The Gates Foundation tie seemed promising.
“I thought it was a prestigious school,” Dolecek said, adding he also thought it might be high tech.
He was wrong.
An IBM employee who worked on the computers said some of them were so old they wouldn’t load 10-year-old software. Storrs said he bought the computers cheap as surplus property.
School moves
As for the school, students said they were surprised to discover it was located in a warehouse on E Reno Avenue. They were even more surprised when officials packed up and moved the school a few weeks into the fall semester. The new location at 726 Colbertson Drive is in a strip shopping center southeast of the state Capitol.Jimmy Nix, the warehouse owner, said he was trying to evict Storrs when school officials moved.
“They were in there probably two or three months,” Nix said.
Nix said he received two bad checks from Storrs, along with a lot of excuses.
Other suppliers reported similar experiences.
And it wasn’t just the suppliers who weren’t being paid.
Former teachers told The Oklahoman they weren’t, either, which prompted many of them to quit mid-semester.
“Most of the time, we were just sitting there doing nothing,” Balser said.
The students said they would have one morning class, then do whatever. Fights frequently broke out between students, they said.
The state Education Department never stepped in because it doesn’t have oversight of private schools that don’t seek accreditation, said department spokeswoman Shelly Hickman.
Dolecek said he thought it was strange the school didn’t have money to pay teachers because it bought thousands of dollars in football equipment for a joint team with some charter schools.
The school still owes several thousand dollars on the equipment, an employee of the business that sold the equipment said.
Money problems
Storrs said Bayard Rustin is a private school that doesn’t charge tuition. He admits money was a constant problem.The school’s two primary sources of funding were a $150,000 model schools grant from the Bill and Melinda Gates Foundation and federal money the school collected for doing after-school tutoring of Oklahoma City students, Storrs said.

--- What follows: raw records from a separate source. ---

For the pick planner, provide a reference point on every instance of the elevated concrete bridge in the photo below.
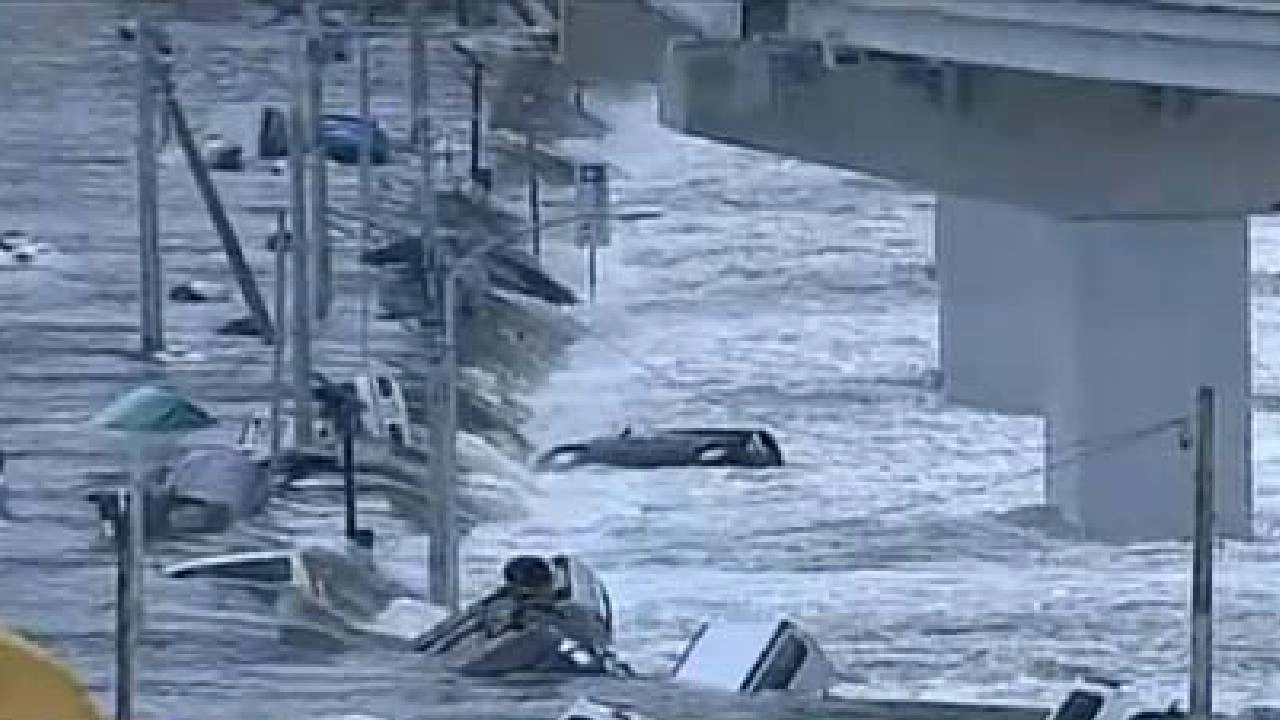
(1096, 164)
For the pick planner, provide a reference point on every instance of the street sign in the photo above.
(592, 227)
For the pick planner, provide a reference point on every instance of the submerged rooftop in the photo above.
(1229, 46)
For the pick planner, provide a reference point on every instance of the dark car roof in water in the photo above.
(714, 432)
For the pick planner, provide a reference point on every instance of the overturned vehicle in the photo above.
(705, 447)
(549, 615)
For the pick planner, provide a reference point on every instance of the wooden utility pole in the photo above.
(126, 610)
(218, 214)
(149, 190)
(300, 247)
(1202, 563)
(438, 327)
(318, 160)
(366, 182)
(448, 556)
(282, 282)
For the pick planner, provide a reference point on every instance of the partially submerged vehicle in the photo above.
(752, 657)
(19, 250)
(339, 136)
(705, 447)
(1098, 698)
(324, 596)
(205, 491)
(383, 414)
(588, 709)
(551, 615)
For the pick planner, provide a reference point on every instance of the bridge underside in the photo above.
(1092, 236)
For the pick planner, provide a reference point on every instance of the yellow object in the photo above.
(35, 686)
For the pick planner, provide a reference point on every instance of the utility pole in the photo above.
(366, 182)
(448, 557)
(438, 327)
(476, 114)
(297, 136)
(126, 607)
(318, 160)
(535, 205)
(282, 282)
(149, 190)
(1202, 563)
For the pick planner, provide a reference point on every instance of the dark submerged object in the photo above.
(549, 615)
(205, 491)
(241, 327)
(705, 447)
(341, 136)
(506, 268)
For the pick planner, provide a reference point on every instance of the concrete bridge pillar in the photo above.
(1153, 308)
(1105, 328)
(995, 269)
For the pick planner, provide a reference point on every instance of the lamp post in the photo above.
(446, 557)
(149, 420)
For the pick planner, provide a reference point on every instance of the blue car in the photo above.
(341, 136)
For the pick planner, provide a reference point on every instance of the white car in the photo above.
(321, 592)
(752, 657)
(19, 250)
(586, 709)
(385, 414)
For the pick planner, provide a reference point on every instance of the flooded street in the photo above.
(768, 294)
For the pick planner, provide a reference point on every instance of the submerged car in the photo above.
(1098, 698)
(339, 136)
(752, 657)
(383, 414)
(707, 447)
(19, 250)
(205, 491)
(323, 596)
(551, 615)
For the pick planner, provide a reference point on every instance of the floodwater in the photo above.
(769, 292)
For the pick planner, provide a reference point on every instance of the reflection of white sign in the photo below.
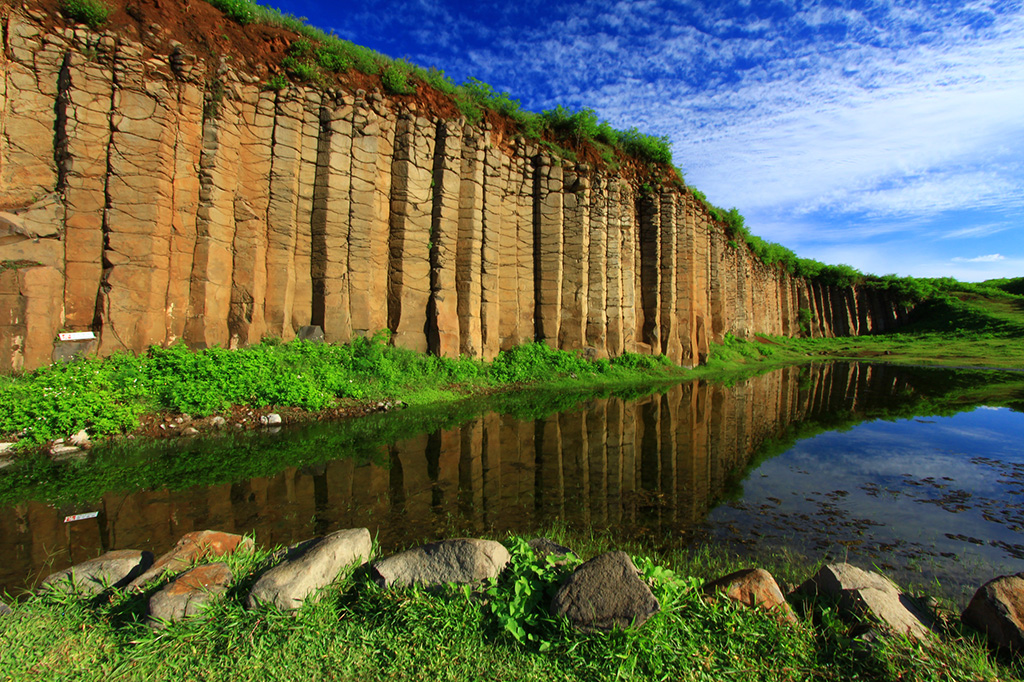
(77, 336)
(81, 517)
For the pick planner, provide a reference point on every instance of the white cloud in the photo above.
(991, 258)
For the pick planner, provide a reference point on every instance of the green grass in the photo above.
(108, 396)
(499, 631)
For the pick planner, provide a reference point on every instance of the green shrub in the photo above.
(93, 13)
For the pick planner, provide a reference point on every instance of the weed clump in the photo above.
(93, 13)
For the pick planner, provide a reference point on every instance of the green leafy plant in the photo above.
(93, 13)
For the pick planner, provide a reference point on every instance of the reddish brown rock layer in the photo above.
(153, 197)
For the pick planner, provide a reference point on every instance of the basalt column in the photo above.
(246, 323)
(86, 95)
(495, 223)
(409, 281)
(332, 210)
(212, 261)
(442, 311)
(576, 244)
(139, 203)
(649, 228)
(598, 301)
(548, 249)
(469, 252)
(373, 141)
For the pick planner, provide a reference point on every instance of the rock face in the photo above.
(605, 593)
(188, 593)
(132, 210)
(997, 610)
(462, 560)
(752, 587)
(309, 566)
(863, 593)
(114, 569)
(194, 547)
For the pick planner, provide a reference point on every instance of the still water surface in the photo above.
(798, 459)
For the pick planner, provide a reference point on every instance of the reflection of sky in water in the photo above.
(884, 469)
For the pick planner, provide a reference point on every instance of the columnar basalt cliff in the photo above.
(150, 197)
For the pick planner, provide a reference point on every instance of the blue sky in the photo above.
(888, 134)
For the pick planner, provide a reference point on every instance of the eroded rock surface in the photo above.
(605, 593)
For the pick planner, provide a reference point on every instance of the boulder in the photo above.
(997, 610)
(605, 593)
(752, 587)
(194, 547)
(866, 594)
(460, 560)
(113, 569)
(309, 566)
(188, 593)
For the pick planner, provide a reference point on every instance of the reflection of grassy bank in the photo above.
(109, 395)
(966, 326)
(358, 631)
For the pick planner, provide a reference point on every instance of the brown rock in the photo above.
(752, 587)
(194, 547)
(188, 593)
(997, 610)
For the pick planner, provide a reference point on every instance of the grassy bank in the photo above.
(109, 396)
(500, 631)
(956, 325)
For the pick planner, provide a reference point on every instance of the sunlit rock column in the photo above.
(409, 281)
(442, 311)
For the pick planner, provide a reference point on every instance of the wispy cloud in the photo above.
(990, 258)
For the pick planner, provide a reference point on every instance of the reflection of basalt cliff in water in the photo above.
(151, 197)
(655, 465)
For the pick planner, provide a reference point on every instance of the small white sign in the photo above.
(81, 517)
(77, 336)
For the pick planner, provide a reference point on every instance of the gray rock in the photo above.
(189, 593)
(997, 610)
(113, 569)
(862, 593)
(309, 566)
(605, 593)
(462, 560)
(80, 439)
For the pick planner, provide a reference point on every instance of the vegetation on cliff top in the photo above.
(502, 630)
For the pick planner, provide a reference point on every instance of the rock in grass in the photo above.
(461, 560)
(309, 566)
(113, 569)
(997, 610)
(544, 546)
(188, 593)
(194, 547)
(863, 593)
(754, 588)
(605, 593)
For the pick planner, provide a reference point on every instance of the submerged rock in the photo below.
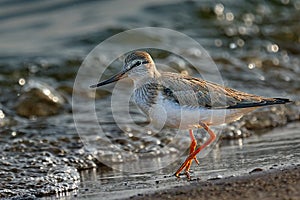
(39, 99)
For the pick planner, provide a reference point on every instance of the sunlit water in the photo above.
(255, 46)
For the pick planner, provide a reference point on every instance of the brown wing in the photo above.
(196, 92)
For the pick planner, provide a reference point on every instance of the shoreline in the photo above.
(279, 183)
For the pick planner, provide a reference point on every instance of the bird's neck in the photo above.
(151, 77)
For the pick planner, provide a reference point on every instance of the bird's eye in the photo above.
(136, 64)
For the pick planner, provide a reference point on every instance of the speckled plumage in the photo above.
(180, 101)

The Gates Foundation grant was pulled in September, before the last $50,000 installment was paid, after grant officials learned the school was writing bad checks and not paying teachers, said Isaac L. Ewell of the Black Alliance for Education Options, which administered the pass-through grant.

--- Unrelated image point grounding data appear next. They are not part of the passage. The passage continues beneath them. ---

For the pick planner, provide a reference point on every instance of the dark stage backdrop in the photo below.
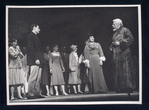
(67, 26)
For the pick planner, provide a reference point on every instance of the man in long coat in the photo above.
(35, 61)
(122, 59)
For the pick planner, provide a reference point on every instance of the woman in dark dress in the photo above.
(93, 52)
(84, 73)
(16, 78)
(57, 69)
(122, 58)
(46, 76)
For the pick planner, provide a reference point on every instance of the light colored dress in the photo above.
(74, 75)
(56, 65)
(15, 65)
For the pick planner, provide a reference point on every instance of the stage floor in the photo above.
(111, 96)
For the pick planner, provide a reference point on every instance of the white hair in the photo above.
(118, 23)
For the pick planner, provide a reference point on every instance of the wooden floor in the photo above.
(111, 96)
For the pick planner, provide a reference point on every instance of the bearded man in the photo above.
(122, 58)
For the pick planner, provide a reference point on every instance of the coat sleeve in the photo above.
(30, 48)
(100, 51)
(61, 62)
(70, 61)
(86, 53)
(50, 61)
(127, 39)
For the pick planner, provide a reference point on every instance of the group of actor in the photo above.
(62, 73)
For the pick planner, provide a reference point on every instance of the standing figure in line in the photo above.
(35, 62)
(124, 67)
(57, 69)
(93, 52)
(15, 65)
(65, 58)
(25, 72)
(74, 75)
(46, 75)
(84, 65)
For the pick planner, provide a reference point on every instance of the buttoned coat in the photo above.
(34, 50)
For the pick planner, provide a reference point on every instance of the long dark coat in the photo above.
(123, 63)
(93, 52)
(34, 50)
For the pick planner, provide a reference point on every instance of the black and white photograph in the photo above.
(73, 54)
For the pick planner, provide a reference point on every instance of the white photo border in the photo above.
(78, 103)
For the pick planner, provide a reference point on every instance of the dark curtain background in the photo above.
(67, 26)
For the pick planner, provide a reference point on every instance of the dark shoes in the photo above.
(33, 96)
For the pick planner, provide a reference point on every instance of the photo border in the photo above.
(78, 103)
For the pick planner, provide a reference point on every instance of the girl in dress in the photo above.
(15, 76)
(57, 69)
(74, 75)
(46, 75)
(93, 52)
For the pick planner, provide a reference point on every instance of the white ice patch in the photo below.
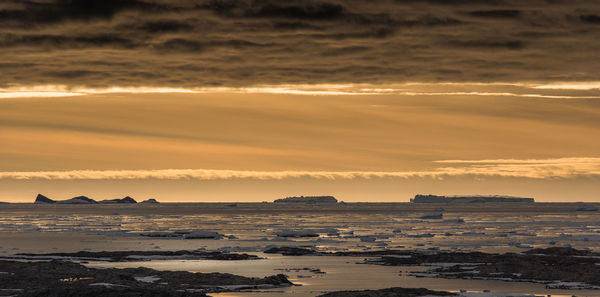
(107, 285)
(147, 279)
(202, 234)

The state Education Department removed Bayard Rustin from the list of eligible tutoring assistance providers after investigating complaints involving many of the same issues, Hickman said.

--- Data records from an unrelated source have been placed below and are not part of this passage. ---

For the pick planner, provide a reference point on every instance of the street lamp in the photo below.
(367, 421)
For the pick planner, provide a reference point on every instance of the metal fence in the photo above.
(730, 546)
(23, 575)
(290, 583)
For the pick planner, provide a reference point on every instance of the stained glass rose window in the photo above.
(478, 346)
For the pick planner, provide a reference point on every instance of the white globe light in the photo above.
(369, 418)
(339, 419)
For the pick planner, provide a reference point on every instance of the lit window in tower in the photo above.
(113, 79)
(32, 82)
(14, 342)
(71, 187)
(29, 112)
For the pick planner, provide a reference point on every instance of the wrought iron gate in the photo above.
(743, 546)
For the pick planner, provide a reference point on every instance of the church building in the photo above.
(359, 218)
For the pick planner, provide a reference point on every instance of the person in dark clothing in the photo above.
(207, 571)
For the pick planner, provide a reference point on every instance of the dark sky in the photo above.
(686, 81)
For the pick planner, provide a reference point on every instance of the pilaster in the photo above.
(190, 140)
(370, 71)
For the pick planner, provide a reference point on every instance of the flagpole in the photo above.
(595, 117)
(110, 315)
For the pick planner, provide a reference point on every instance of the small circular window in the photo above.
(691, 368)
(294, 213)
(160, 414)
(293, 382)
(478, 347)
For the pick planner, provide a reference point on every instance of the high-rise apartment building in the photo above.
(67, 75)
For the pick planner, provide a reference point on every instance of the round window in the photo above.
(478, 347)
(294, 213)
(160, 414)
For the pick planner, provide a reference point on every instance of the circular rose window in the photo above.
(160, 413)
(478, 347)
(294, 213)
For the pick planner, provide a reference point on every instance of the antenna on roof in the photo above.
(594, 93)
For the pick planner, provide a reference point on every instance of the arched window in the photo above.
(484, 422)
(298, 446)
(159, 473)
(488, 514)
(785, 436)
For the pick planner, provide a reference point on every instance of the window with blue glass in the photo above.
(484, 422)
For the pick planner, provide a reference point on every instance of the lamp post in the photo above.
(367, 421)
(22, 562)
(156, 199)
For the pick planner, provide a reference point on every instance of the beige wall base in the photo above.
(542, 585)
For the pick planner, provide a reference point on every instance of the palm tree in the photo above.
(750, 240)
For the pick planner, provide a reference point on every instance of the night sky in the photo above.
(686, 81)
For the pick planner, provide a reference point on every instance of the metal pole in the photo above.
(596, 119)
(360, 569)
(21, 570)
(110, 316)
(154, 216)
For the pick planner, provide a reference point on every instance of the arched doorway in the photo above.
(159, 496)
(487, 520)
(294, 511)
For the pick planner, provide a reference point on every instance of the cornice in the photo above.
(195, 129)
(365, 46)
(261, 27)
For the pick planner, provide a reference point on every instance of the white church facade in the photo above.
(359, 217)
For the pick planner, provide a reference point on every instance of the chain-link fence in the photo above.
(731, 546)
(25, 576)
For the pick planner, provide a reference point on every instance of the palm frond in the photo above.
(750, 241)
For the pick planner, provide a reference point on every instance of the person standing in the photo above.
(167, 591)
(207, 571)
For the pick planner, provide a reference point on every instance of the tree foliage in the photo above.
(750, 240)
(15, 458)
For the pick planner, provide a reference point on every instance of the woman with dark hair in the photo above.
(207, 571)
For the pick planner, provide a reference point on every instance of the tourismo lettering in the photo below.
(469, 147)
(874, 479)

Storrs said he still plans to hold classes next fall and hopes the school can become self-sufficient.
He said he understands the complaints of foreign exchange students, but thinks they stem largely from their expectations.
“I think they were looking for ‘Fast Times at Ridgemont High’. They wanted a big high school with lots of kids,” Storrs said.
Storrs thinks many struggling inner-city students were much happier with the Bayard Rustin experience.
The foreign exchange students said they will have a lot to talk about when they get home.
“Overall, we experienced everything, I guess,” Lorenz said.